7.2 Pseudotime-dependent genes on LAP¶

Select the targeted cell type for least action path (LAP) analysis and filter out genes with highly variable and expression below the minimum proportion.

[15]:

sub_adata_path=sub_adata[sub_adata.obs['cluster'].isin(['HSC','BMEP','MKP'])]
sub_adata_path=spt.filter_gene(sub_adata_path,min_exp_prop=0.1,hvg_gene=5000)

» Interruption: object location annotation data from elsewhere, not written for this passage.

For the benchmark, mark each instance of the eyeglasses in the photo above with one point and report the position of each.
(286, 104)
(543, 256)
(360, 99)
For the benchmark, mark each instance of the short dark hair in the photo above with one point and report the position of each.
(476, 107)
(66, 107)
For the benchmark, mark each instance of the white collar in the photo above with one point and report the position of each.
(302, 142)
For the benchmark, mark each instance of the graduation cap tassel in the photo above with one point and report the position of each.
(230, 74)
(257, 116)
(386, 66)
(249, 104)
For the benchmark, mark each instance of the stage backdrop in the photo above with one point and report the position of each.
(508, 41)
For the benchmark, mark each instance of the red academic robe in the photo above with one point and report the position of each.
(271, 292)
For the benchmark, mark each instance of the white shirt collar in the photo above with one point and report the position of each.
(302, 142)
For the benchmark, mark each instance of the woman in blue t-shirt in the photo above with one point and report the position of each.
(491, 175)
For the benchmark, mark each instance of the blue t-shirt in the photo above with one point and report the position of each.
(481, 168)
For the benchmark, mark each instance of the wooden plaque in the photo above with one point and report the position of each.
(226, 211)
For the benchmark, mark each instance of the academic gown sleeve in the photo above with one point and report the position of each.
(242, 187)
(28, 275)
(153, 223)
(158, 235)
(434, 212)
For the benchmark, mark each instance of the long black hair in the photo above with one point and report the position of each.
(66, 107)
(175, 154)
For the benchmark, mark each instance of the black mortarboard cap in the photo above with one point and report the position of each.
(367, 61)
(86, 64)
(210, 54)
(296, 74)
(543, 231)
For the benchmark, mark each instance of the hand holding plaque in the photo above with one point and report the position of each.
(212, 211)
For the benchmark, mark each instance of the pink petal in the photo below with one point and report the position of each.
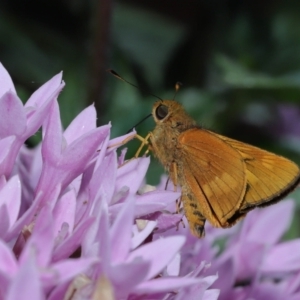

clusters ordered by ptime:  ['HSC', 'BMEP', 'MKP']
Cell number     537
Gene number     2210

Next, we use a Generalized Additive Model to fit the gene expression and corresponding cell pseudotime. Pseudotime-dependent genes are then filtered based on the degree of model fit and the false discovery rate (FDR). To visualize pseudotime-dependent genes across the trajectory, we partition the cells ordered by pseudotime into windows and rank genes based on their maximum expression within each window.

[16]:

df_res=spt.ptime_gene_GAM(sub_adata_path,core_number=5)
df_sig_res = df_res.loc[(df_res['model_fit']>0.4) & (df_res['fdr']<0.05)]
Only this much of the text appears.